Five newer faces on the federal bench (or at least, ones in relatively new roles) came together Thursday afternoon at the ISBA annual meeting. They were Magistrate Jane Magnus-Stinson, selected about two years ago to replace retired Magistrate V. Sue Shields; Judge William T. Lawrence, who's been recently elevated from magistrate in the Southern District; Magistrate Debra McVicker Lynch, who has been chosen by the Southern District to replace Lawrence and hopes that can happen by Dec. 1 following an ongoing FBI check; Judge Joe Van Bokkelen in the Northern District, who took his judicial seat last year; and Judge John D. Tinder, who's been promoted to the 7th Circuit from the Southern District. The group talked about their new roles and what they like and don't like to see from lawyers.
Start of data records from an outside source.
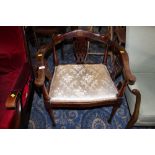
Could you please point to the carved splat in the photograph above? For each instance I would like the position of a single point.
(80, 49)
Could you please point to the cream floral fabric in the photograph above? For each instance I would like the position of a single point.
(82, 83)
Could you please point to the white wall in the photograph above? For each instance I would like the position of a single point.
(140, 45)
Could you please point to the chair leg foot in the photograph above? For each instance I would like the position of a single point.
(114, 109)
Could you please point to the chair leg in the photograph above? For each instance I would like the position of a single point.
(50, 112)
(134, 116)
(47, 104)
(62, 53)
(114, 109)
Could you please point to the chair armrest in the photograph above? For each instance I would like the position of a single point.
(40, 73)
(42, 69)
(130, 78)
(135, 115)
(11, 101)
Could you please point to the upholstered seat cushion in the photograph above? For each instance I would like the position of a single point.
(82, 83)
(146, 84)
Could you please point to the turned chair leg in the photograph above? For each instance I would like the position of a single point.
(114, 109)
(51, 114)
(62, 52)
(47, 104)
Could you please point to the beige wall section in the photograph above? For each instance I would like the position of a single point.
(140, 45)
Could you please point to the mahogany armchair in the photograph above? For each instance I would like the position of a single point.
(15, 78)
(82, 85)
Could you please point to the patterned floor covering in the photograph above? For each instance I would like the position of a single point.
(77, 119)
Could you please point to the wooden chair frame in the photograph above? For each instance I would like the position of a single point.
(129, 78)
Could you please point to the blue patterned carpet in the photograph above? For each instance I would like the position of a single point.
(77, 119)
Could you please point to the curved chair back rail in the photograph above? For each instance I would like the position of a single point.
(82, 92)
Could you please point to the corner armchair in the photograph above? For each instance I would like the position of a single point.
(82, 85)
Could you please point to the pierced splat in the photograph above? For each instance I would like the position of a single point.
(116, 66)
(80, 49)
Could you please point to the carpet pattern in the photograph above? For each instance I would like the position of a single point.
(76, 119)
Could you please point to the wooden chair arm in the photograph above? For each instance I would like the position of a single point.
(134, 116)
(42, 70)
(130, 78)
(11, 101)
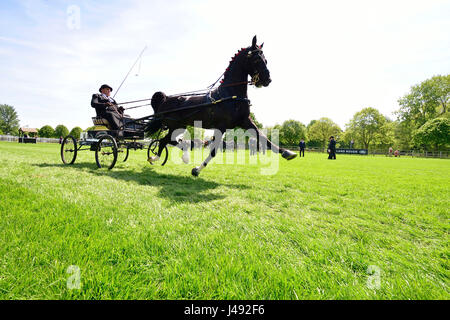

Judge Lawrence quoted one of his colleagues on a question he often receives: What's the best path to becoming a judge? He and Judge Sarah Evans Barker say, "The best path to a judicial career is the one you see in the rearview mirror."

Judge Tinder noted how transportation is the biggest challenge so far in his new role, since he's expected to be in Chicago for arguments roughly 35 days of the year. He’s tried different modes of transportation, and it all equates to time lost traveling. The 7th Circuit hears more arguments than any of its sister appellate Circuit Courts, and with all the other duties he has (such as reviewing rehearing petitions in about 25 percent of all cases), Judge Tinder says it's all a challenge he hadn't anticipated.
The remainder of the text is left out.